简体繁体 English

为什么Java和Javascript中的字节数组表示形式不同？

[英]Why different byte array representation in Java and Javascript?

原文 2015-10-13 09:56:58 2 1 javascript/ java/ arrays/ encoding/ utf-8

I was trying to see the UTF-8 bytes of 👍 in both Java and Javascript. 我试图同时在Java和Javascript中看到U的UTF-8字节。

In Javascript, 在Javascript中，

new TextEncoder().encode("👍"); returns => [240, 159, 145, 141] 返回=> [240, 159, 145, 141]

while in Java, 在Java中

"👍".getBytes("UTF-8") returns => [-16, -97, -111, -115] "👍".getBytes("UTF-8")返回=> [-16, -97, -111, -115]

I converted those byte arrays to hex string using methods I found corresponding to the language ( JS , Java ) and both returned F09F918D 我使用与语言（ JS ， Java ）相对应的方法将这些字节数组转换为十六进制字符串，并且均返回F09F918D

In fact, -16 & 0xFF gives => 240 实际上， -16 & 0xFF = = 240

I am curious to know more on why both language chooses different ways of representing byte arrays. 我很好奇有关为什么两种语言选择不同的方式表示字节数组的信息。 It took me a while to figure out up to this. 我花了一段时间才弄清楚这一点。

1 个解决方案

In Java all bytes are signed. 在Java中，所有字节均已签名。 Therefore, the range of one byte is from -128 to 127. In Javascript though, the returned values are, well, simply speaking integers. 因此，一个字节的范围是从-128到127。但是，在Javascript中，返回的值只是简单地讲整数。 So it can be represented in decimal using the full range up to 255. 因此可以使用小数点表示，最大范围为255。

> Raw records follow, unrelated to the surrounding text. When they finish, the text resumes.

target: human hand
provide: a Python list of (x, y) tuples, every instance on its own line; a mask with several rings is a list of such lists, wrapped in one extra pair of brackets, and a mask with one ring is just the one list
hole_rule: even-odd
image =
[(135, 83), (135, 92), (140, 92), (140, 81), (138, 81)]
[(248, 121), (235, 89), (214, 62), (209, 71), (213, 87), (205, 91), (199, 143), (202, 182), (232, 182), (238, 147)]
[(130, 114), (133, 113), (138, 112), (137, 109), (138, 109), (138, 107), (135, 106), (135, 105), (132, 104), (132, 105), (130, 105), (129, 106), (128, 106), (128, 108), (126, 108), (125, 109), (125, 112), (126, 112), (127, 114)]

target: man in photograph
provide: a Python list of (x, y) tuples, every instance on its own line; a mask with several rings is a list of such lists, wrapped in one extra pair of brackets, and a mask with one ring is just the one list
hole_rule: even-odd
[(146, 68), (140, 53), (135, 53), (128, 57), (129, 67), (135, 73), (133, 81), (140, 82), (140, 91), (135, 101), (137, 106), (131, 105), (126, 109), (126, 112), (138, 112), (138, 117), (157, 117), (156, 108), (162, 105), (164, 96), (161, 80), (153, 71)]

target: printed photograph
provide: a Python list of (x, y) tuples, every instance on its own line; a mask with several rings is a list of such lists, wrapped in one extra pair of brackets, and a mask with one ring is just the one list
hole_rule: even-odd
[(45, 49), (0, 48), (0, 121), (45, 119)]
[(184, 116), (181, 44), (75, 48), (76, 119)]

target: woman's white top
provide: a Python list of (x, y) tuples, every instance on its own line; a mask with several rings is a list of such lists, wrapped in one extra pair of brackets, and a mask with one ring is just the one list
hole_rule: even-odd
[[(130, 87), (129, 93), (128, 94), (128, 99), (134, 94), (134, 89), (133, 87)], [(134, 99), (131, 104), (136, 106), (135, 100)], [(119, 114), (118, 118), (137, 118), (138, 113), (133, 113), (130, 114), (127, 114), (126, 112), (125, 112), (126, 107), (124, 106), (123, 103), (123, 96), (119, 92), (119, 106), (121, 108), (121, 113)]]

Therefore, if you convert both result to 1 byte hexadecimal representation - those would be the same: F0 9F 91 8D . 因此，如果将两个结果都转换为1字节的十六进制表示形式，则它们将是相同的： F0 9F 91 8D 。

Speaking of why java decided to eliminate unsigned types, that is a separate discussion . 说到Java 为什么决定消除无符号类型，那是另外一个讨论。